Is the film’s grainy technique and relentlessly grim script the product of inexperience? Or is it a fitting expression of the crippling hopelessness of Georgian citizens? Certainly Tbilisi, the capital, was a dark place to grow up in the early 1990s. Residents were contending with decomposing infrastructure, an untrustworthy military (in one scene, two soldiers cut through a line of starving masses to take their fill from a bread truck), and street justice where the strongest claim whatever and whomever they want. In Bloom is based on the childhood of writer and co-director Nana Ekvtimishvili, and was Georgia’s Best Foreign Language Film Oscar submission. (It didn’t make the shortlist.) It’s appropriately weighty and filled with loss-of-innocence undertones and some fun cultural detours, yet the film’s odd flatness makes it hard to invest in.

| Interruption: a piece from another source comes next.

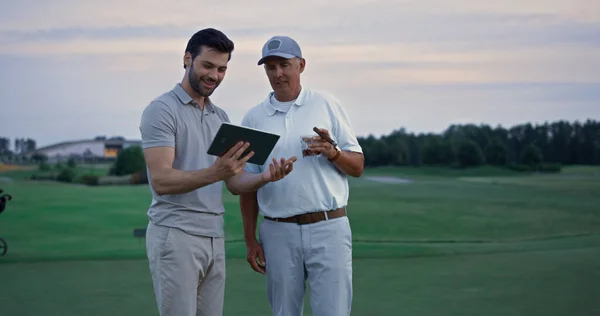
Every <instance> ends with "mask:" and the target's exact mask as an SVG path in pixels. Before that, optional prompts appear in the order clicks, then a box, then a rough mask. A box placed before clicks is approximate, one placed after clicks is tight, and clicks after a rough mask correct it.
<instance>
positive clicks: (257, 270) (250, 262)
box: [248, 257, 265, 273]
mask: <svg viewBox="0 0 600 316" xmlns="http://www.w3.org/2000/svg"><path fill="white" fill-rule="evenodd" d="M248 263H249V264H250V267H251V268H252V270H254V271H256V272H258V273H265V270H263V269H262V268H261V267H260V266H259V265H258V262H256V257H254V258H248Z"/></svg>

The two friends come from different economic backgrounds, though Ekvtimishvili and co-director Simon Gross wisely understate this aspect. The pretty, assertive Natia (Mariam Bokeria) is constantly on her guard in her tenement apartment, protecting herself and her brother from the giant fights that break out between their mother, their alcoholic father, and their perpetually furious grandmother. Meanwhile, the timid Eka (Lika Babluani) enjoys the comforts of a large house, piano lessons, and an older sister who introduces her to life’s vices, even as her mother’s strict regimens keep her in check. Natia is pursued by two men eager to marry her, and comes into possession of a handgun, which changes hands from her to Eka throughout the film—though Eka’s role in the story is mostly to gaze on Natia’s hardships from a distance and offer advice or worry.

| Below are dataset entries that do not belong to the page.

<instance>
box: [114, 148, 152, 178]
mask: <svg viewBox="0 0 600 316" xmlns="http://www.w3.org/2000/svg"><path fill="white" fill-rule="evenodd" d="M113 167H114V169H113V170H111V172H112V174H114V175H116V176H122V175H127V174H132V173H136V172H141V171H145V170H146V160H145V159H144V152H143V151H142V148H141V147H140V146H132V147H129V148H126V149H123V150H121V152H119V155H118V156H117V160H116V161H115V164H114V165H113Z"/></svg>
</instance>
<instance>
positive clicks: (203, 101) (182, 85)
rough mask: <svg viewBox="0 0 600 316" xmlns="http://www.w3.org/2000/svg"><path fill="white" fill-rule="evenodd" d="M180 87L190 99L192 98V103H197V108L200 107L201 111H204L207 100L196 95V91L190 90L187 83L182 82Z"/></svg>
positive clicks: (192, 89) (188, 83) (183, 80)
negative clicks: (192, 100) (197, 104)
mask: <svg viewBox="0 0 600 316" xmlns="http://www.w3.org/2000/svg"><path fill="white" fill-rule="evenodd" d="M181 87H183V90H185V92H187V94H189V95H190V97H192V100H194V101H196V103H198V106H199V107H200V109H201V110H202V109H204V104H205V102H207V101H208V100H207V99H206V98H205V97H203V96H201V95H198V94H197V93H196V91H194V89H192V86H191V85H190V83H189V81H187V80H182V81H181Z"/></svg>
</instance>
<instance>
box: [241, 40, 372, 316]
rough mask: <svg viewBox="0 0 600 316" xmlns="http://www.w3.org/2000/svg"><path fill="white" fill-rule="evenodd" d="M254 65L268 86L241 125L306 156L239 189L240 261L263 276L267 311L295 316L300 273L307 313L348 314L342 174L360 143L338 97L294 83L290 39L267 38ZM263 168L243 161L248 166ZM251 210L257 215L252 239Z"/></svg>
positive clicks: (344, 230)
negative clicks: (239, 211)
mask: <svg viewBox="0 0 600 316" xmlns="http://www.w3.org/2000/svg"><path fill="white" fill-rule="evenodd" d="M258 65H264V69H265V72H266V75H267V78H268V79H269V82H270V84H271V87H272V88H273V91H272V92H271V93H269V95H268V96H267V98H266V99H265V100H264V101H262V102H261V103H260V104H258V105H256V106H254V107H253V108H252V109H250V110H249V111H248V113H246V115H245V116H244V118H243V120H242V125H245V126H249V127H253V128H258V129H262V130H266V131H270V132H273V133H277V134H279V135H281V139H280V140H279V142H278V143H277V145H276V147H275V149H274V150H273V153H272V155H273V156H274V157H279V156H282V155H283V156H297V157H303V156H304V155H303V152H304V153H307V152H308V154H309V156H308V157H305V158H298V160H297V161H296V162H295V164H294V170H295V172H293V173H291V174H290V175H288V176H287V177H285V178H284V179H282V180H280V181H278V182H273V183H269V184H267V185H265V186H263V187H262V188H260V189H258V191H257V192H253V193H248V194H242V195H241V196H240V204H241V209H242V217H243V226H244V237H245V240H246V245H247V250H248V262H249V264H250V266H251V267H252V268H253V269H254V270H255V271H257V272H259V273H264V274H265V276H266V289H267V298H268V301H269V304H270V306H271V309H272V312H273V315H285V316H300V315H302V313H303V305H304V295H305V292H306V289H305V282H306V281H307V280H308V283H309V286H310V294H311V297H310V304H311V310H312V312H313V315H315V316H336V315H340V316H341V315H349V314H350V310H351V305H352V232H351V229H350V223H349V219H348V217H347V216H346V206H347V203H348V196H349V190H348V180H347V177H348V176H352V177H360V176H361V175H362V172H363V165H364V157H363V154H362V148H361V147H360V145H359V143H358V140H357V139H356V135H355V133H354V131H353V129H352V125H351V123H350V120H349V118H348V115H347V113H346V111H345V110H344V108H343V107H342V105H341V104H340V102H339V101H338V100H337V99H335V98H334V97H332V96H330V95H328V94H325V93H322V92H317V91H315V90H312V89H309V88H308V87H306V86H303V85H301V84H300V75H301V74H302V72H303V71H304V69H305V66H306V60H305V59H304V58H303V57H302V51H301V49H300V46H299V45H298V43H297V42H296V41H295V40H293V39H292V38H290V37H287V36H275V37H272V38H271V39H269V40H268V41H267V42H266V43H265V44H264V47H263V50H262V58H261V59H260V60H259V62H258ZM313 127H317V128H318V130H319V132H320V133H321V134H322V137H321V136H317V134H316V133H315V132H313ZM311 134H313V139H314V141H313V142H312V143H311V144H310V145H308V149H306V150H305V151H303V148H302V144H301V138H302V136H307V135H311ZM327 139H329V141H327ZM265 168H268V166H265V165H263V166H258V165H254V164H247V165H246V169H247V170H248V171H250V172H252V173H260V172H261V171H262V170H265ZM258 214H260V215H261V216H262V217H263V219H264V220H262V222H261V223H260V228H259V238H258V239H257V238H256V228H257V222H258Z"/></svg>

There’s a pervasive culture of violence among the characters, the civil war in microcosm. A talk-radio host in the opening shot argues in favor of arming every Georgian citizen, setting the tone. Eka is harassed on the street by dirty boys her own age, who threaten her with knives. Violence even infiltrates their romantic lives: Natia’s gun is given to her as a present by the boy she likes, and later, without giving too much away, her romantic rivals shed blood over her. Ekvtimishvili’s script is strongest in moments like this, understated character-driven societal critiques.

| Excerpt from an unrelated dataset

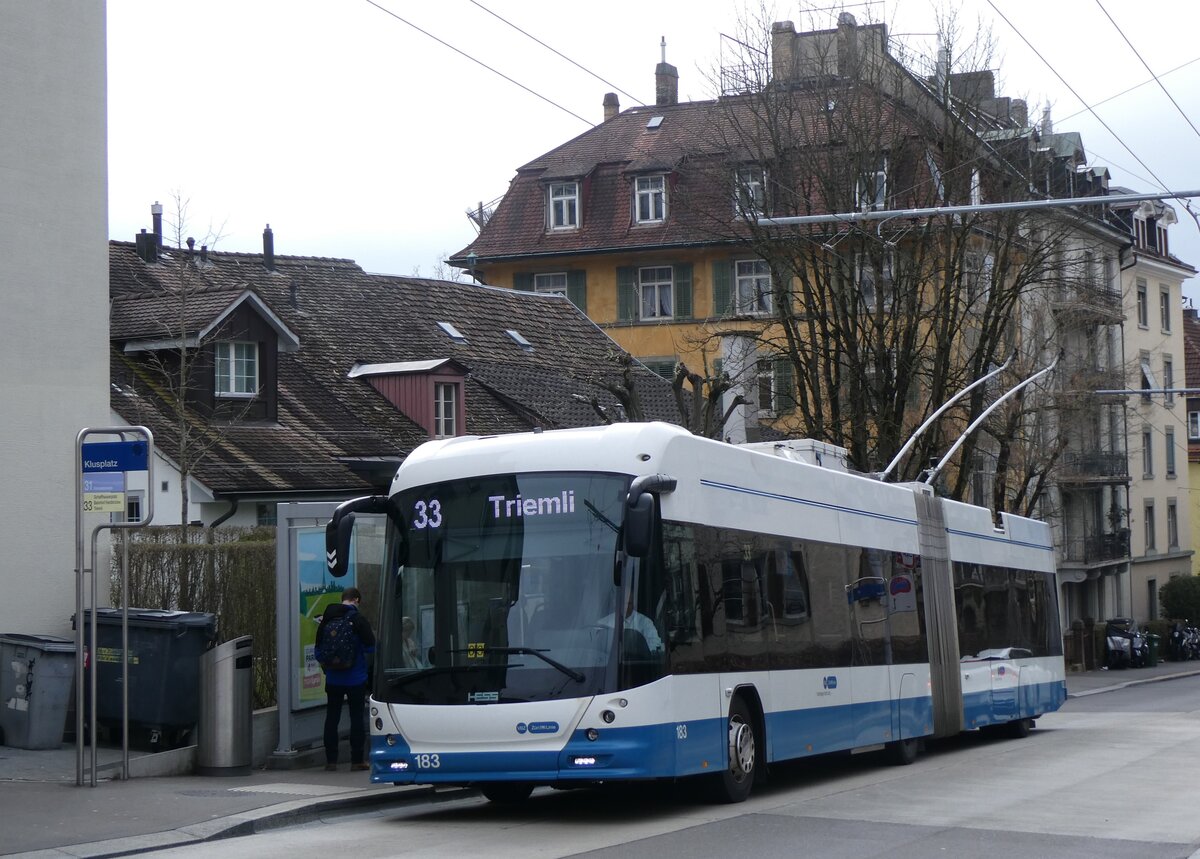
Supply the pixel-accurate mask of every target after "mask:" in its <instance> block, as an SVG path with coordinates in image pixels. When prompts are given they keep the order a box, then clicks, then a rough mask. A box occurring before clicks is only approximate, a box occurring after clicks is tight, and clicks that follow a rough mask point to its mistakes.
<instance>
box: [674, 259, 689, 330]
mask: <svg viewBox="0 0 1200 859" xmlns="http://www.w3.org/2000/svg"><path fill="white" fill-rule="evenodd" d="M673 268H674V312H673V314H672V316H674V318H676V319H691V263H682V264H679V265H676V266H673Z"/></svg>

Yet somewhere between the complete lack of background music and the wooden acting from the green cast, In Bloom stays at an emotional arm’s length. Maybe it’s the uniform glumness that takes over the film in a manner that doesn’t feel entirely intentional, like those too-dark-for-the-camera corners the characters so often retreat to. In the most memorable scene, Babluani performs a solo traditional Georgian dance routine in an extended take that lasts several minutes. It’s a blessed change of pace that she has plenty of light.